Good Luck to those still out there!!!!!!!


----------



## Header (Apr 14, 2004)

:!Supper nice high tines on that big boy, will make a nice mount. congrates


----------



## ostbucks98 (Apr 14, 2004)

nice buck!!! I love big 8's.....I take the "scent killing clothing" as some sarcasm??? Lol...I like it.


----------



## Snook (Aug 19, 2008)

That's a great 8 pt! Beautiful buck! Congrats


----------



## Shad Rap (Nov 10, 2010)

ostbucks98 said:


> nice buck!!! I love big 8's.....I take the "scent killing clothing" as some sarcasm??? Lol...I like it.


Um no...he was serious...nice buck!


----------



## ostbucks98 (Apr 14, 2004)

considering its been proven that there is no such thing and he is pictured in carharts I thought he was being sarcastic.


----------



## phishyone1 (Jun 27, 2008)

Beautiful buck and shot, congrats


----------



## Shortdrift (Apr 5, 2004)

ostbucks98 said:


> considering its been proven that there is no such thing and he is pictured in carharts I thought he was being sarcastic.

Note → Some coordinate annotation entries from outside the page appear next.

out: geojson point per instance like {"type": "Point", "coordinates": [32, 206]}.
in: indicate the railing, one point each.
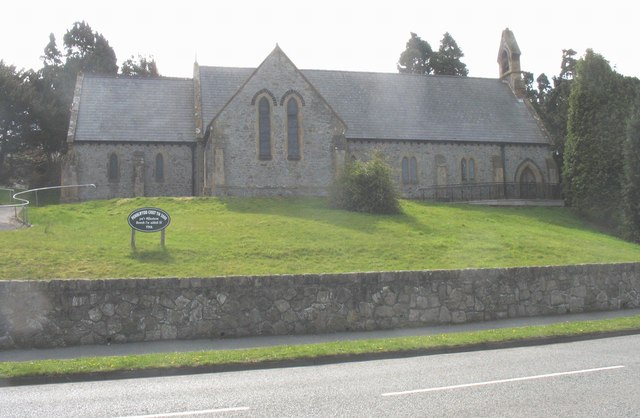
{"type": "Point", "coordinates": [23, 205]}
{"type": "Point", "coordinates": [490, 191]}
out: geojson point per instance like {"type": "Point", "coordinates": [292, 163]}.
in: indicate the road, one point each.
{"type": "Point", "coordinates": [580, 379]}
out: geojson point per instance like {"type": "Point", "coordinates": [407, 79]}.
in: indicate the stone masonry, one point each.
{"type": "Point", "coordinates": [72, 312]}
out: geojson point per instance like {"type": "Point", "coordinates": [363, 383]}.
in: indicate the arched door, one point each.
{"type": "Point", "coordinates": [528, 185]}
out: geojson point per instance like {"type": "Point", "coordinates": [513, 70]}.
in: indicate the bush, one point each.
{"type": "Point", "coordinates": [366, 187]}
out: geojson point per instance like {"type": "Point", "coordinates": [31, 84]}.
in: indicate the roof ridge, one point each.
{"type": "Point", "coordinates": [134, 77]}
{"type": "Point", "coordinates": [404, 74]}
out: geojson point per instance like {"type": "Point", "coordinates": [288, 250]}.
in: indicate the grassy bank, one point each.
{"type": "Point", "coordinates": [327, 351]}
{"type": "Point", "coordinates": [210, 237]}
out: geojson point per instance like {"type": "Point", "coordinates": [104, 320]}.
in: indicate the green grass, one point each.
{"type": "Point", "coordinates": [313, 351]}
{"type": "Point", "coordinates": [212, 237]}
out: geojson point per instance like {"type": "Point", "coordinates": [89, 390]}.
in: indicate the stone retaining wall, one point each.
{"type": "Point", "coordinates": [71, 312]}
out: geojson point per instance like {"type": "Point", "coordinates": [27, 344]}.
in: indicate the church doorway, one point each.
{"type": "Point", "coordinates": [528, 185]}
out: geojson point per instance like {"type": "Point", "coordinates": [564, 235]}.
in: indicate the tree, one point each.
{"type": "Point", "coordinates": [631, 189]}
{"type": "Point", "coordinates": [552, 101]}
{"type": "Point", "coordinates": [366, 187]}
{"type": "Point", "coordinates": [447, 60]}
{"type": "Point", "coordinates": [599, 105]}
{"type": "Point", "coordinates": [416, 58]}
{"type": "Point", "coordinates": [141, 67]}
{"type": "Point", "coordinates": [88, 51]}
{"type": "Point", "coordinates": [15, 116]}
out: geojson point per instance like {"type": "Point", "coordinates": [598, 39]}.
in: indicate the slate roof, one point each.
{"type": "Point", "coordinates": [402, 106]}
{"type": "Point", "coordinates": [378, 106]}
{"type": "Point", "coordinates": [136, 109]}
{"type": "Point", "coordinates": [217, 85]}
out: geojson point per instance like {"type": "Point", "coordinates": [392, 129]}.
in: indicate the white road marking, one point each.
{"type": "Point", "coordinates": [190, 413]}
{"type": "Point", "coordinates": [495, 382]}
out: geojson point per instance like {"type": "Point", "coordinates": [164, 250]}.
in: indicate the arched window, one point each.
{"type": "Point", "coordinates": [159, 170]}
{"type": "Point", "coordinates": [413, 170]}
{"type": "Point", "coordinates": [113, 170]}
{"type": "Point", "coordinates": [264, 129]}
{"type": "Point", "coordinates": [463, 169]}
{"type": "Point", "coordinates": [405, 170]}
{"type": "Point", "coordinates": [293, 133]}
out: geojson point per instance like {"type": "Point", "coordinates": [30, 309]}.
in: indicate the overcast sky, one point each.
{"type": "Point", "coordinates": [327, 34]}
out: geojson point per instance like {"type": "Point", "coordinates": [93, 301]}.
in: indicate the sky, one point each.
{"type": "Point", "coordinates": [327, 34]}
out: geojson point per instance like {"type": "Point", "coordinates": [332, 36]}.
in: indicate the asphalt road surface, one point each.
{"type": "Point", "coordinates": [595, 378]}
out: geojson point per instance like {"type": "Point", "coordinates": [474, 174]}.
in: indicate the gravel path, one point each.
{"type": "Point", "coordinates": [7, 219]}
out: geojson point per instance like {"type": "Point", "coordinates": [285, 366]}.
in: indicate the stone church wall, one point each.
{"type": "Point", "coordinates": [92, 167]}
{"type": "Point", "coordinates": [72, 312]}
{"type": "Point", "coordinates": [235, 136]}
{"type": "Point", "coordinates": [438, 163]}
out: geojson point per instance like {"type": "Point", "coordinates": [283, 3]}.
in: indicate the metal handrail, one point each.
{"type": "Point", "coordinates": [25, 203]}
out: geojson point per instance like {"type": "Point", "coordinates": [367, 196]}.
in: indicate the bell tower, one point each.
{"type": "Point", "coordinates": [509, 63]}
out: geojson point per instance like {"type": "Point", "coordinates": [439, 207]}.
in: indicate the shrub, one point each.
{"type": "Point", "coordinates": [366, 187]}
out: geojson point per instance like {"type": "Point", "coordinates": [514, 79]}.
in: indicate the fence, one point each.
{"type": "Point", "coordinates": [490, 191]}
{"type": "Point", "coordinates": [40, 197]}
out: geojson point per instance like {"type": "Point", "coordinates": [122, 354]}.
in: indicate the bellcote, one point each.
{"type": "Point", "coordinates": [509, 63]}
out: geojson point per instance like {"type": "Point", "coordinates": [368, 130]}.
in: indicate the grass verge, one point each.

It HAS been proven that the clothing CAN REDUCE but not eliminate human odor. Why jump into that subject instead of just enjoying the picture of a very nice buck?


----------



## Jose' (Aug 31, 2013)

Beautiful buck. Nice Job!
Hoping to be loading one into my Gator tomorrow..


----------



## BaddFish (Jun 20, 2009)

Very Nice 8- Congrats! They don't make them much better then yours!


----------



## Dan (Jul 16, 2007)

Oh yeah! Congrats very nice!


----------



## Gobi Muncher (May 27, 2004)

Sorry I should have explained more. I was serious about the clothing just didn't know if it was ok to mention a particular brand (I have a mixed set anyway). I always remove those clothes and put them away after shooting a deer before doing "the dirty work" or even tracking if they don't drop in sight. I don't like getting them soiled anymore than necessary or tearing them up in the briars. But I agree they don't totally eliminate scent but immediately noticed a huge difference of deer coming in from downwind since using it. But I also take every step in keeping scent to a minimum.
Thanks for the compliments!!!! And good luck for the rest of the season!!!


----------



## EYEFISHER2 (May 11, 2008)

Man great lookin deer Gotta be proud of that


----------



## dmgonfishin55 (Jan 8, 2009)

Wow, things got some tine length on him!! Great buck man!


----------



## fastwater (Apr 1, 2014)

Love those big 8's as well. And that one surely,surely qualifies.

Congrats on a great buck.


----------



## Fishstix (Aug 16, 2005)

That is one fine buck! Congrats!


----------